Yordam bilgisi: Bir işin ya da görevin başarıyla nasıl sonuçlandırılacağını; nasıl

yapılacağını bilmektir. Bir üçgenin alanının nasıl hesaplanacağını bilmek, yordam bilgisine örnek olarak verilebilir. Ancak unutulmamalıdır ki yordam bilgisi bir işi yapmayı değil, sadece işin nasıl yapılacağını bilmeyi ifade eder.

Bildirimsel bilgi: Bildirimsel bilgi ise bireyin söz konusu işi ya da görevi kendisinin

yapıp yapamayacağını bilmesini ifade eder. Bildirimsel bilgi, bireyin kendi sahip olduğu yeterlilikler hakkındaki bilgisidir. Örneğin bir matematik problemini çözmek için belirli bir stratejiyi uygulayıp uygulayamayacağını; bir üçgenin alanını hesaplayıp hesaplayamayacağını bilmek.

Duruma bağlı bilgi: Bireyin karşılaştığı bir durumda hangi bilgiyi işlevsel olarak

kullanabileceğini bilmesini; diğer bir deyişle hangi durumda ne yapacağını bilmesini gerektirir. Bireyin, yordam bilgisi ve bildirimsel bilginin her ikisine birden sahip olmasını da beraberinde getirir. Yani duruma bağlı bilgide bireyin, bir işin hem nasıl yapılacağını, hem kendisinin yapıp yapamayacağını hem de hangi durumda ne yapacağını bilmesi gerekir.

Özetle üstbilişsel bilgi; bir durumda bireyin kendi zihinsel kaynaklarında sahip olduğu bilgi ve inançlara, ne yapabileceğinin farkında olmasına; matematik öğretimi açısından ele alındığında ise, hangi matematiksel süreç ve teknikleri kullanabilme yeterliliğine sahip olduğuna

ve matematiğin doğası hakkındaki inançlarına işaret etmektedir. Üstbilişsel bilgi, bireyin kendi bilişsel yetenekleri (Örneğin belleğinin kötü olduğunu söyleyebilmesi); bilişsel stratejileri (Örneğin telefon numaralarını daha kolay hatırlamak için kendince yöntemler geliştirmesi) ve hangi durumda ne yapacağını bilme (Örneğin sınıflandırılmış bilgilerin daha kolay hatırlanabileceğini bilmesi) gibi bilgilere sahip olmasıdır. Böyle bir özbilgi, önceki deneyimlerden yani tecrübeden de etkilenerek, bireyin davranışlarında önemli bir etkiye sahip olacaktır.

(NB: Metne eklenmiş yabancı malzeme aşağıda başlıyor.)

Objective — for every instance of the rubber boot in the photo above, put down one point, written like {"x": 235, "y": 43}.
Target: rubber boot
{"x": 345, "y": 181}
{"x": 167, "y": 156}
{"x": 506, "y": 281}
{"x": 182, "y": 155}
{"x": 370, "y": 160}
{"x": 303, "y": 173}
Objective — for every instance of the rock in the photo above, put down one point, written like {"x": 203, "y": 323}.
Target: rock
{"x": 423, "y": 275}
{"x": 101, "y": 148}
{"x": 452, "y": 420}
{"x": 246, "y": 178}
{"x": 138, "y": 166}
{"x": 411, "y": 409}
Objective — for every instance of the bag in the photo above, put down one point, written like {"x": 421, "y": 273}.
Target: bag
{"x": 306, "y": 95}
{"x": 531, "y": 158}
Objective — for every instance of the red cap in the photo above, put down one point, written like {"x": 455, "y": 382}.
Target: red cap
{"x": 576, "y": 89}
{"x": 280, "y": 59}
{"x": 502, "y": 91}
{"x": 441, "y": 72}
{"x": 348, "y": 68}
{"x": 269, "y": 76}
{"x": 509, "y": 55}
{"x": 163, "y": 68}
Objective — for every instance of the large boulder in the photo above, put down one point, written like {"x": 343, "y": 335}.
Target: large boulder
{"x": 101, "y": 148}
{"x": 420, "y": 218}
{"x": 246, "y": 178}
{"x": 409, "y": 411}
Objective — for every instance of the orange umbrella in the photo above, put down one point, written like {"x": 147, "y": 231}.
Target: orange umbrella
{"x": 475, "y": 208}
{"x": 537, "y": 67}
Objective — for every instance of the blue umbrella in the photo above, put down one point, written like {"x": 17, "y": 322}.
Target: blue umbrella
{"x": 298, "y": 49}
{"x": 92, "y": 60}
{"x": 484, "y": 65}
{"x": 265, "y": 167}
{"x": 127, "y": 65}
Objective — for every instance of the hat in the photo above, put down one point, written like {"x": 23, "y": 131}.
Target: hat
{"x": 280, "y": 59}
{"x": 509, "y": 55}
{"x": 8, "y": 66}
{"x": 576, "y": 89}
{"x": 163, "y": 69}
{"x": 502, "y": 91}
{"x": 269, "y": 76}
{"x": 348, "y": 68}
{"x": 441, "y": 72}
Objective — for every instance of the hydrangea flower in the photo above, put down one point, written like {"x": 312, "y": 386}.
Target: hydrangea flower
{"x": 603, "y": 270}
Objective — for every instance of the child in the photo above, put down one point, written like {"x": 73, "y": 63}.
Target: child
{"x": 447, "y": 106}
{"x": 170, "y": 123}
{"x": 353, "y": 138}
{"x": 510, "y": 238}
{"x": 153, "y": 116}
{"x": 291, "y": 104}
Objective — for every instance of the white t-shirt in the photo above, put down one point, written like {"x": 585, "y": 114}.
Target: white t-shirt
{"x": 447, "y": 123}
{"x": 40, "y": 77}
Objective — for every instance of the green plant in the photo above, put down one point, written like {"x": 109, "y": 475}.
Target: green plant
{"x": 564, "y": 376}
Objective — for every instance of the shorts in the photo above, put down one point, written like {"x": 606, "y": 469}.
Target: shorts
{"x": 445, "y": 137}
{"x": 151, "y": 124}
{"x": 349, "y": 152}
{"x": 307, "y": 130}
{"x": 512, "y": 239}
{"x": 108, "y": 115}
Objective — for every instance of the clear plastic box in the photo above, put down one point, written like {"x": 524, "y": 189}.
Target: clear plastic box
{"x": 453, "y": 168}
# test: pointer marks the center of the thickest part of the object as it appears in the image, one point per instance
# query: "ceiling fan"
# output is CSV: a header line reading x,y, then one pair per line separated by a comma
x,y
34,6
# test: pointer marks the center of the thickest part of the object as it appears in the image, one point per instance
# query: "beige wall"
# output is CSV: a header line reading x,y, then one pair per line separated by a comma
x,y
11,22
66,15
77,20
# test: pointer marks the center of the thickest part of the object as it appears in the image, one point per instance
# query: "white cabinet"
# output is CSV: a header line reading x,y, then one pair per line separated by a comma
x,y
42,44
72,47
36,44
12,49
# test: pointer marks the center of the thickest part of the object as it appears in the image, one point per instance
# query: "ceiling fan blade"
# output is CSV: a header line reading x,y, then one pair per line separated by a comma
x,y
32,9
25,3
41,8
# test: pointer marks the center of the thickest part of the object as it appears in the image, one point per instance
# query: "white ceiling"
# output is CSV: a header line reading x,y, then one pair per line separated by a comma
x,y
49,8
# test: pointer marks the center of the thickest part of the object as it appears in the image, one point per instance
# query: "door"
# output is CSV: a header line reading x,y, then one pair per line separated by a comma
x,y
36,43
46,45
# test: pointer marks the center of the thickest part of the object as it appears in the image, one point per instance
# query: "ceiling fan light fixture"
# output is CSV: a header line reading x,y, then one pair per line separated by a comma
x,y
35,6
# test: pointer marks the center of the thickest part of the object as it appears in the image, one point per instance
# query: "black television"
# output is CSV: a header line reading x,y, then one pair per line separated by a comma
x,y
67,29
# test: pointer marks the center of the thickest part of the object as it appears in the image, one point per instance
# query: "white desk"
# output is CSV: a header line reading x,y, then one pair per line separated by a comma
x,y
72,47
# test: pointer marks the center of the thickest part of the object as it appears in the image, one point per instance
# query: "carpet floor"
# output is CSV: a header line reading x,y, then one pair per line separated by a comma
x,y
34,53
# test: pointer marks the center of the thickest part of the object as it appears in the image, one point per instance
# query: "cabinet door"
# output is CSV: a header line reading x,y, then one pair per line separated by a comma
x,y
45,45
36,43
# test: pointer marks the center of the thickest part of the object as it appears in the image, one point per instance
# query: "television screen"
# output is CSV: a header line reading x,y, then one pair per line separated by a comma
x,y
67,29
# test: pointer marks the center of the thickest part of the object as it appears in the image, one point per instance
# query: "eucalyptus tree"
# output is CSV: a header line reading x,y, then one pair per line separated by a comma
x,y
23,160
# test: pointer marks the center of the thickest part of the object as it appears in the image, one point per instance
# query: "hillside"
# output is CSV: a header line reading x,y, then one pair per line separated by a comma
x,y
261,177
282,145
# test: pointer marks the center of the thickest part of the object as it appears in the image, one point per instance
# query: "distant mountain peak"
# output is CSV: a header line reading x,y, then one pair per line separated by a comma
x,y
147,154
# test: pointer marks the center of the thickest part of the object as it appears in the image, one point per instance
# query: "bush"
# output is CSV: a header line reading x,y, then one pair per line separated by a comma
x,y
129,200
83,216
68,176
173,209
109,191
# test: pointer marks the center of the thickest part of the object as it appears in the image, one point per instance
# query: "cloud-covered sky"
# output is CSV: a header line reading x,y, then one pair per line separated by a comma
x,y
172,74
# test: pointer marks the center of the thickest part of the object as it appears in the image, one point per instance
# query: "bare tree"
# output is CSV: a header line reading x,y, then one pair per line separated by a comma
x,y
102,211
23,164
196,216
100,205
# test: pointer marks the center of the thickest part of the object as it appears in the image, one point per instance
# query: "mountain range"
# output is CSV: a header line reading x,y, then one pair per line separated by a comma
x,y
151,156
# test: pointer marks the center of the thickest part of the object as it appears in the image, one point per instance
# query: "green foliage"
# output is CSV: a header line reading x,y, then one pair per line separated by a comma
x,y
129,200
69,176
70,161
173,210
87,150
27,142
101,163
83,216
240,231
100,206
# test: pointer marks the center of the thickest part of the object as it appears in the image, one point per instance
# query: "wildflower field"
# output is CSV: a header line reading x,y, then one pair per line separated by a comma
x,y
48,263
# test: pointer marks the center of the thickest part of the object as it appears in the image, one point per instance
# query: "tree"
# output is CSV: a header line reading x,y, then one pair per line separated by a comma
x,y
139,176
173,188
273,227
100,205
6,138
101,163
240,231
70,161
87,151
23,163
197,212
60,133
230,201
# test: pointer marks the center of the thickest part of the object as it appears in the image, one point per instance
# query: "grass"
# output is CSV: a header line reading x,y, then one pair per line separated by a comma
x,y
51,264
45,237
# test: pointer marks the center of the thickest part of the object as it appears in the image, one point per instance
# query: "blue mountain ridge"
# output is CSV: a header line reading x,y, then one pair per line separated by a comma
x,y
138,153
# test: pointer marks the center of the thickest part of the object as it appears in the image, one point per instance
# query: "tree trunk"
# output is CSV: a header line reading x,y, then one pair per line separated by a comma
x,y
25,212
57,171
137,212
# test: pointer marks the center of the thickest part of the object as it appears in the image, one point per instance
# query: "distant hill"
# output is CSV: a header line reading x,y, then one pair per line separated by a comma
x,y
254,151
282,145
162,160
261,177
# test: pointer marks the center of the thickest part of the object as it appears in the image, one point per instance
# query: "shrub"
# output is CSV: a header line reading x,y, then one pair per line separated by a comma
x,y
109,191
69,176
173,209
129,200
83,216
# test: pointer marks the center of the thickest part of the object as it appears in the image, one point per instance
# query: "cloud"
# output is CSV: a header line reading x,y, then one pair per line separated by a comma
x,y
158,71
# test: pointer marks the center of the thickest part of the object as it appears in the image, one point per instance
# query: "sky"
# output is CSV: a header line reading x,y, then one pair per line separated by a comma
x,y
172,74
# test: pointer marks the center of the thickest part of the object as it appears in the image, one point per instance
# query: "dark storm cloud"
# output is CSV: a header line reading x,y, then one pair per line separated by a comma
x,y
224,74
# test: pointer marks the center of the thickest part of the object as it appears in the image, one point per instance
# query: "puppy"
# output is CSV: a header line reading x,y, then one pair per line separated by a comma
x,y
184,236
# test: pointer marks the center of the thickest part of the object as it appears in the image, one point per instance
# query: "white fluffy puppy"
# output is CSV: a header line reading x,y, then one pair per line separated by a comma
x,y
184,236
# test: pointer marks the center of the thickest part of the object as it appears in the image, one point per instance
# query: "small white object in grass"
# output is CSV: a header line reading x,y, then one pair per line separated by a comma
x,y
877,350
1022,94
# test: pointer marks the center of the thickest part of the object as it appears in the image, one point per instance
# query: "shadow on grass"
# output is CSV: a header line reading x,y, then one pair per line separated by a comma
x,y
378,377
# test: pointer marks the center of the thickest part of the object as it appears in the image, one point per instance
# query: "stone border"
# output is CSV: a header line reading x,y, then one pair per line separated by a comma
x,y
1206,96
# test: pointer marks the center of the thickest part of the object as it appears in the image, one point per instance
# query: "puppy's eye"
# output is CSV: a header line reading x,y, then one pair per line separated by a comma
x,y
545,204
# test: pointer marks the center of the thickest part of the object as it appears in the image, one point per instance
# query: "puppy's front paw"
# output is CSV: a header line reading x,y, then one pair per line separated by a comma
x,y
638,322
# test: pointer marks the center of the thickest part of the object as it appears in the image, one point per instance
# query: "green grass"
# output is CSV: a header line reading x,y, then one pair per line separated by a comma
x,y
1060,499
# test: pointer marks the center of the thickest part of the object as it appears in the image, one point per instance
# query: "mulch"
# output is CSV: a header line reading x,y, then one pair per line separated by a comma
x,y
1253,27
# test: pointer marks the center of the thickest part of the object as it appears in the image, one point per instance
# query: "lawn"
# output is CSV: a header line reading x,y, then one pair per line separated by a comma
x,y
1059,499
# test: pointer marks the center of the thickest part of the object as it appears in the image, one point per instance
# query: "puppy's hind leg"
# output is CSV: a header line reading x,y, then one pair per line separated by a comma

Üstbilişsel bilgi, bireyin kendi düşüncesini ya da bilgisini tam ve doğru olarak tanımlayabilmesini de gerektirir. Bireyin problem çözmedeki başarısı, bilgilerini etkili biçimde kullanabilmesine bağlıdır. Eğer birey bildikleri hakkında iyi bir sezgiye sahip değilse, örneğin problem çözmede başarılı bir öğrenci olmayı zor bir iş olarak görebilir. Başka bir deyişle, probleme yaklaşım ve problemin nasıl çözüleceğinin anlaşılması, bireyin sahip olduğu bilgileri, hangi doğrulukla değerlendirdiği ile ilgilidir. Ancak üstbiliş, bireyin yukarıda açıklanan bilgilerinin yanında, bu bilgileri etkili olarak kullanmasını da gerektirir. Üstbilişsel bilgileri kullanabilme yeteneği ise, üstbilişsel kontrol olarak adlandırılır.

Üstbiliş kontrol becerileri, bireyin istemli kontrolünün üzerinde olan bilişsel işlemlerden oluşur. Deneysel literatür dört üstbiliş becerisi üzerine yoğunlaşmaktadır:

 Tahmin etme (İng. Prediction)  Planlama (İng. Planning),  İzleme (İng. Monitoring)  Değerlendirme (İng. Evaluation)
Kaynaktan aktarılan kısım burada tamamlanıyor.